Samsung users experienced faster download speeds than Apple and Huawei users in 35% of countries, across 40 countries analyzed, according to the measurement and analytics company.
Among the three largest smartphone makers, Apple users were faster in 17.5% of countries. And in the remaining 48% none of the three were fastest although Huawei users were joint-fastest in seven countries.
Among some of the highlights of the report:
- The country with the greatest advantage for Samsung users was Norway, where Samsung users were 12 Mbps faster than Huawei users, and 14 Mbps faster than Apple iPhone users. Next was Canada where Samsung users were 5 Mbps faster than Huawei users and 24 Mbps faster than iPhone users.
- In fact, Canadian iPhone users were tied for 10th place in terms of speeds experienced, at 31 Mbps, which was still ahead of American iPhone users who clocked in at 20 Mbps.
- In the U.S., Samsung users experienced download speeds 8.2 Mbps faster than iPhone users.
The report does not offer concrete reasons for these discrepancies but outlines four primary possibilities:
- The ability to connect to more frequency bands (though with over 40 4G bands in use, even industry veterans often struggle to keep track of the importance of every one).
- The ability to connect to more than one radio band at once – called carrier aggregation.
- Technologies that improve the performance on any given radio frequency such as the modulation type (e.g. 64 or 256 QAM) and the use of multiple simultaneous antennas (e.g. 2×2 or 4×4 MIMO).
- The choice of modem supplier and chipset (for example, Qualcomm, Intel, Huawei HiSilicon, Samsung Exynos or Mediatek)
“These network capabilities tend to be technical and hard to describe, so handset makers and mobile operators often do not explain them to the customers in their marketing materials as much as they should,” notes the report.
The Opensignal study was done between April 1 and June 30, 2019 where over 23.2 million total devices were measured and over 117 billion different measurements were taken.

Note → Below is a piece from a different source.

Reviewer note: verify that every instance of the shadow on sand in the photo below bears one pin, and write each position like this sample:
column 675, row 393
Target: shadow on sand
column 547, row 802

To analyze the differences, Opensignal split smartphone users into three groups — low, mid and high-tier — based on a smartphone’s mobile network capabilities. Because high-tier models include more network technologies, they are more sensitive to mobile network improvements and are, in effect, a leading indicator of what the mobile network experience will be in the future.
The high-tier smartphone download experience ranges from 70.4 Mbps in South Korea and 67.1 Mbps in Canada (the top two) to 57.7 Mbps in Australia, 31.6 Mbps in the U.S. down to 6.6 Mbps in Iraq, comparing all smartphone brands across 73 countries.
Download speeds of high-tier smartphones were at least twice as fast as those of low-tier users in 25 countries.
Notably, in Thailand speeds measured on high- tier smartphones were 4.3 times as fast as those measured on low-tier smartphones; in Canada and the U.A.E, 2.9 times; and in Australia, Singapore and Switzerland, 2.6, 2.5 and 2.5 times respectively.
High-tier Samsung users experienced faster speeds than Apple and Huawei users with global download speeds of 26.6 Mbps, 25.1 Mbps and 24.4 Mbps respectively. However, among the mid-tier category, Apple users experienced the fastest speeds of the three largest smartphone brands, while Huawei users were fastest among low-tier users.